Architecture
- Pipeline Architecture
- Core Components
- Detailed Flow Architecture
- Modularization and Error handling
- Implemented Data Flows (POC project)
Pipeline Architecture#
The logical architecture presents a high-level overview of the Delta Live Tables pipeline, focusing on the core data flow and main processing stages. This simplified representation highlights the key transformation phases and their relationships, making it easier to understand the overall data processing workflow. It also emphasizes the continuous monitoring and quality control aspects of the pipeline.
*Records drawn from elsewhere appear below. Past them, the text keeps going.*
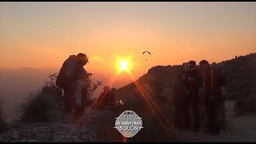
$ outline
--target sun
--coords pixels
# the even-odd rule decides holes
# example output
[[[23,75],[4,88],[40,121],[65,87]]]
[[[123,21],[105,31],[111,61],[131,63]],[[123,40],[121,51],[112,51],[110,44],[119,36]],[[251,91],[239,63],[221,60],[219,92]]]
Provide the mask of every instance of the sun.
[[[122,72],[126,72],[130,74],[132,67],[130,57],[128,57],[127,58],[122,58],[119,56],[118,56],[116,59],[116,66],[118,74],[120,74]]]
[[[128,61],[120,61],[120,70],[128,71]]]

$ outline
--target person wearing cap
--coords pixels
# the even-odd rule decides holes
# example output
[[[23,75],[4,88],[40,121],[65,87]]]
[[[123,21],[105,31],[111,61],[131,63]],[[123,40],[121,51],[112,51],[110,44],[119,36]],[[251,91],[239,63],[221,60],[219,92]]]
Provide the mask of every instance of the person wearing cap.
[[[210,66],[206,60],[199,62],[204,91],[206,115],[208,117],[208,130],[212,134],[218,134],[220,125],[218,122],[218,109],[220,104],[225,101],[222,97],[222,86],[226,83],[224,75]]]
[[[79,119],[83,115],[90,80],[89,78],[90,74],[83,67],[89,62],[86,54],[79,53],[77,55],[77,61],[78,66],[74,74],[75,82],[73,85],[74,90],[73,102],[74,103],[75,110],[74,116],[77,119]]]
[[[199,77],[199,69],[196,66],[195,61],[188,62],[188,69],[184,72],[183,83],[186,90],[186,106],[189,110],[191,106],[193,111],[193,131],[198,132],[200,130],[200,115],[199,115],[199,88],[202,85],[202,81]],[[190,129],[190,117],[187,115],[186,118],[186,126]]]

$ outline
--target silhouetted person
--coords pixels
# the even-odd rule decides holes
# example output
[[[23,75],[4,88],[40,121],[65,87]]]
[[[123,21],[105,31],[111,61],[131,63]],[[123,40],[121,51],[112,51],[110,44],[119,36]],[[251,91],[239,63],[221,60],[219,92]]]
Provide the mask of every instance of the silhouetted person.
[[[196,62],[190,61],[188,69],[185,71],[183,82],[186,90],[186,109],[190,106],[192,107],[194,126],[193,131],[198,132],[200,129],[200,115],[199,115],[199,88],[202,81],[199,77],[199,70],[196,67]],[[187,116],[186,125],[190,127],[190,117]]]
[[[189,126],[186,122],[188,118],[188,109],[186,100],[186,89],[182,82],[177,82],[173,86],[173,104],[174,111],[174,127],[180,130],[189,129]]]
[[[110,86],[104,86],[103,91],[99,94],[99,97],[97,101],[97,106],[99,109],[104,109],[108,106],[108,98],[110,95]]]
[[[87,71],[83,67],[89,62],[88,57],[85,54],[79,53],[77,55],[77,58],[78,66],[74,74],[75,82],[74,88],[75,91],[74,99],[75,100],[75,116],[79,118],[83,115],[87,98],[87,90],[90,85],[90,81]]]
[[[75,81],[74,71],[78,64],[76,55],[70,55],[62,64],[56,79],[56,86],[63,89],[64,110],[71,112],[71,99],[74,94],[71,85]]]
[[[220,125],[218,122],[218,106],[225,101],[222,96],[221,86],[226,83],[223,74],[210,66],[206,60],[199,62],[203,82],[205,104],[208,117],[208,132],[218,134]]]

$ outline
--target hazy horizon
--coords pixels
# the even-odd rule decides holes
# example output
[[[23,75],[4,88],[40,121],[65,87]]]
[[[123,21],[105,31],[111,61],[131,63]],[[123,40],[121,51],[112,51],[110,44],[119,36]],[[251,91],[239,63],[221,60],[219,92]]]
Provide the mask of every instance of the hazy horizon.
[[[116,57],[130,56],[138,77],[154,66],[219,62],[254,53],[256,46],[254,2],[6,2],[0,18],[0,67],[6,68],[58,67],[83,52],[86,69],[94,73],[114,74]],[[151,55],[146,58],[146,50]]]
[[[255,2],[1,2],[0,21],[5,105],[40,89],[80,52],[93,78],[117,88],[155,66],[256,52]]]

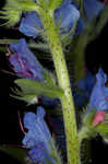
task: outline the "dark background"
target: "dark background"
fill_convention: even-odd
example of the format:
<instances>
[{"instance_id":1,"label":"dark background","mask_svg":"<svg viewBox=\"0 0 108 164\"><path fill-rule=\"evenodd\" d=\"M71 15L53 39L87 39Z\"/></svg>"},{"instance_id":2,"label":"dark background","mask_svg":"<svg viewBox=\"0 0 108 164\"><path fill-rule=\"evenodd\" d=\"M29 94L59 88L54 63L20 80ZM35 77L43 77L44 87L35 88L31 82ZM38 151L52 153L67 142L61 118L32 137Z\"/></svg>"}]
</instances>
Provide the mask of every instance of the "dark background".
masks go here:
<instances>
[{"instance_id":1,"label":"dark background","mask_svg":"<svg viewBox=\"0 0 108 164\"><path fill-rule=\"evenodd\" d=\"M21 38L23 35L17 31L0 27L0 38L3 36ZM92 42L86 48L85 63L88 70L94 71L97 70L99 66L101 66L105 72L108 73L107 38L108 24L104 27L98 38ZM10 97L11 87L14 86L13 81L16 79L16 77L10 73L4 73L3 70L12 72L4 54L0 51L0 144L21 144L24 136L19 125L17 110L20 110L21 118L23 118L23 113L25 110L35 110L35 107L32 106L27 108L24 102ZM108 144L105 143L99 136L97 138L93 138L91 143L92 164L98 164L98 161L103 164L107 164ZM2 160L2 163L7 162L7 164L17 163L10 156L7 156L5 159L5 154L0 152L0 163Z\"/></svg>"}]
</instances>

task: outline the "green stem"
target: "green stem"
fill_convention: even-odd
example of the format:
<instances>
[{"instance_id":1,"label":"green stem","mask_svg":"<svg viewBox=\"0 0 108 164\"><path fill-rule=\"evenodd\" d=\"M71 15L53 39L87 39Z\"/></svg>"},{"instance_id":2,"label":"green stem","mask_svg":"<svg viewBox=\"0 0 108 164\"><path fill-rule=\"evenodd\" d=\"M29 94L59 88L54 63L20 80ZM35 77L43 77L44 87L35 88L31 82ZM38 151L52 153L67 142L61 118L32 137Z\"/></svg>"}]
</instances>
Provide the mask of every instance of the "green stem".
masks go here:
<instances>
[{"instance_id":1,"label":"green stem","mask_svg":"<svg viewBox=\"0 0 108 164\"><path fill-rule=\"evenodd\" d=\"M39 14L44 24L49 48L52 54L59 86L64 91L64 96L61 98L61 104L67 137L68 163L80 164L80 142L76 131L74 103L64 55L61 48L57 28L55 26L52 12L47 10L45 11L43 9L40 10Z\"/></svg>"}]
</instances>

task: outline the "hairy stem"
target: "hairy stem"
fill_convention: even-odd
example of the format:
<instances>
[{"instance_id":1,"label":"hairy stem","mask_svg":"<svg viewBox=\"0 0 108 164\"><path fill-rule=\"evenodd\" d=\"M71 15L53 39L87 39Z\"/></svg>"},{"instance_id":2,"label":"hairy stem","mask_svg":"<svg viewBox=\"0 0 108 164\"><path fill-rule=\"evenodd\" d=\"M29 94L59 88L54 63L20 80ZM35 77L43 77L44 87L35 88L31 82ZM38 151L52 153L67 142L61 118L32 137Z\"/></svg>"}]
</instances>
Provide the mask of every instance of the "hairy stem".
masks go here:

Delta Live Tables Pipeline
+-----------------------------------------------------------------------------------------+
| |
| +-------------+ +--------------+ +----------------+ +-------------+ |
| | Source | | Bronze | | Validated | | Silver | |
| | Data | >> | Layer | >> | Bronze | >> | Layer | |
| +-------------+ +--------------+ +----------------+ +-------------+ |
| ^ ^ ^ ^ |
| | | | | |
| JSON Files Raw Storage Data Quality Business Logic |
| & Metadata & Reference & Historical |
| Data Tracking |
| |
+-----------------------------------------------------------------------------------------+
|
Quality Metrics
Error Handling
Monitoring
Core Components#
-
Landing Zone - Initial entry point for all raw JSON data files - Implements schema validation on ingestion - Captures file metadata (name, timestamp, source) - Handles bad records with dedicated error paths
-
Bronze Layer - Preserves raw data in Delta format - Enriches with system metadata (sys_surrogate_pk, sys_job_id) - Implements streaming reads for real-time processing - Maintains data lineage from source
-
Validated Bronze Layer - Applies data quality rules and constraints - Harmonizes attributes using reference data - Standardizes field names and formats - Handles invalid data through explicit rules
-
Silver Layer - Implements slowly changing dimensions (Types 1 & 2) - Ensures data consistency and deduplication - Optimizes for analytical queries - Maintains complete historical tracking
Detailed Flow Architecture#
The detailed flow architecture provides a comprehensive view of the data pipeline's physical implementation. It illustrates the specific components at each layer, from raw JSON file ingestion through to analytics-ready tables. This diagram emphasizes the transformation steps, quality controls, and business logic implementation at each stage, showing how data evolves from raw format to business-ready state.
+------------------+ +----------------------+ +-------------------------+ +----------------------+
| Landing Zone | | Bronze Layer | | Validated Bronze | | Silver Layer |
| | | | | | | |
| +-----------+ | | +---------------+ | | +------------------+ | | +---------------+ |
| | JSON Files | | | | Raw Tables | | | | Quality-Checked | | | | SCD Tables | |
| | - Profiles |--+---->| | - Metadata |--+---->| | - Validated |--+---->| | - Type 1/2 | |
| | - Insulin | | | | - Lineage | | | | - Harmonized | | | | - Analytics | |
| | - Consent | | | | - Streaming | | | | - Transformed | | | | - History | |
| +-----------+ | | +---------------+ | | +------------------+ | | +---------------+ |
| | | | | | | |
+------------------+ +----------------------+ +-------------------------+ +----------------------+
| | | |
| | | |
File Ingestion Data Preservation Quality Control Business Logic
- Schema Check - System Metadata - Data Validation - Historization
- Batch/Streaming - Original Values - Harmonization - Deduplication
- Error Handling - Lineage Tracking - Business Rules - Analytics Ready
Modularization and Error handling#
One of the challenging aspect of DLT pipelines is how we can modularize our code and where we can store the error records which does not pass the DLT expectations check. Also it was important to configure the code in such a way that can be reused for many table pipelines.
Hence the error handling and code modularity and reusability article explains how we overcame the above challenges.
Implemented Data Flows (POC project)#
-
User Profile Pipeline - Manages patient demographic and health information - Tracks changes in diabetes type and app usage - Implements SCD Type 2 for full history preservation - Includes app version and OS tracking - Code Repository
-
Insulin Data Pipeline - Records insulin administration events - Tracks dosage and timing information - Uses SCD Type 1 for latest state only - Maintains device association data - Code Repository
-
Additional SCD Type 1 Implementations: - Smart Pen Pipeline
- Tracks smart pen device data
- Maintains device status and configurations
- Implements SCD Type 1 for current state
-
- Records meal information
- Tracks nutritional data
- Uses SCD Type 1 for latest state
-
- Manages medication records
- Tracks medication details
- Implements SCD Type 1 for current state
All SCD Type 1 implementations follow similar patterns for maintaining current state while ensuring data quality and compliance requirements. Complete implementation details can be found in the respective code repositories.